Steve Clarke não decolou em suas primeiras experiências como treinador principal. Teve seu destaque à frente do West Brom na Premier League 2012/13, mas foi demitido no meio da temporada seguinte. Depois, não emplacou no Reading pela Championship. Voltou a ser assistente no Aston Villa, ao lado de Roberto Di Matteo, até assumir o Kilmarnock em 2017. Era sua primeira passagem pelo Campeonato Escocês e se deu bem, motivado por dirigir seu time do coração. Clarke teve resultados acima das expectativas, com uma quinta colocação no Campeonato Escocês e depois uma terceira. Levou o time de volta às copas europeias depois de 19 anos e ainda recebeu o prêmio de melhor técnico do país em 2018/19. Foi a deixa para assumir a seleção.
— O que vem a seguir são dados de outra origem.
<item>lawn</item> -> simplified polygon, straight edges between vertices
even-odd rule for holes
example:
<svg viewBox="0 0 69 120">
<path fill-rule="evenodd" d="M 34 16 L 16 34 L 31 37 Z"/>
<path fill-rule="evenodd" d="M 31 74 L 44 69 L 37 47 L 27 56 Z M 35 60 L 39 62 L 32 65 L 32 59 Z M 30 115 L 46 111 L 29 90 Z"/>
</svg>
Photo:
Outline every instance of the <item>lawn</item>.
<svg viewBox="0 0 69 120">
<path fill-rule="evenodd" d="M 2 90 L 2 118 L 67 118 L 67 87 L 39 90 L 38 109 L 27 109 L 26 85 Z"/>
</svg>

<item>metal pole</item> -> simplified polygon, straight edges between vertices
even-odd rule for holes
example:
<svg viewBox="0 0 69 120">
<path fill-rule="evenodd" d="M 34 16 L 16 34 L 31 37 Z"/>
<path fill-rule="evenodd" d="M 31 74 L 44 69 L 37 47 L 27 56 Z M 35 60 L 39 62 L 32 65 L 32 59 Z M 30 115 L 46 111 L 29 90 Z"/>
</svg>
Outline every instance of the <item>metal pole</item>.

O nível de rendimento da Escócia desde a chegada de Steve Clarke é excelente, com 26 vitórias em 48 partidas, além de um um aproveitamento de 59,7% dos pontos disputados. O treinador botou a Tartan Army de volta em duas Eurocopas e passou perto de levar o país novamente a uma Copa do Mundo. O moral é inegável, por conseguir algo que outros treinadores mais badalados que o antecederam não fizeram. Valorizou a história da Escócia e, pelo futebol apresentado no atual ciclo, poderia sonhar até mesmo com uma inédita classificação aos mata-matas da Eurocopa.
Os recursos do elenco
Faz diferença a qualidade que a Escócia também tem à disposição em seu elenco. O nível do time é bom. É verdade que o trabalho coletivo eleva as perspectivas da Tartan Army, mas diferentes setores contam com seus talentos. Angus Gunn é o atual titular no gol, com muita experiência na Inglaterra, em setor que passou por renovação recente. A defesa costuma contar com três zagueiros, geralmente composta por Jack Hendry e Ryan Porteous. Já um dos destaques na zaga é Kieran Tierney, mesmo improvisado no setor. As alas, afinal, estão muito bem servidas. Andy Robertson é o dono da braçadeira de capitão e a grande referência técnica pela esquerda. O lado direito conta com Aaron Hickey em franca ascensão nos clubes.
No meio-campo, Scott McTominay é outro dono do time e cresce demais nas partidas da seleção. É o grande destaque nestas eliminatórias da Euro, com seis gols. Joga até mais solto, em busca do ataque, com a companhia de Callum McGregor na faixa central. Mais aberto pelos lados, John McGinn é outro jogador em alta na Premier League e com muita capacidade de resolver. Ryan Christie costuma ser a companhia do outro lado. Mais à frente, Lyndon Dykes atua como homem de referência e teve seus momentos de brilho na campanha, embora seja limitado. Ainda há opções como o atacante Che Adams, o lateral Nathan Patterson, o meia Lewis Ferguson e o volante Billy Gilmour. Não é um elenco de craques, mas tem muitos recursos.
Há uma evolução clara no trabalho da Escócia. A equipe consegue uma grande regularidade desde 2019, assim como recentemente apresenta mais capacidade de competir em partidas decisivas. Isso dá frutos, com a sequência de presenças na Eurocopa. Uma boa campanha continental depende, é claro, do sorteio dos grupos e do momento no meio do próximo ano. Ainda assim, até pelo sistema de classificação que beneficia os melhores terceiros colocados, as ambições da Tartan Army podem ser maiores do que a mera presença no torneio.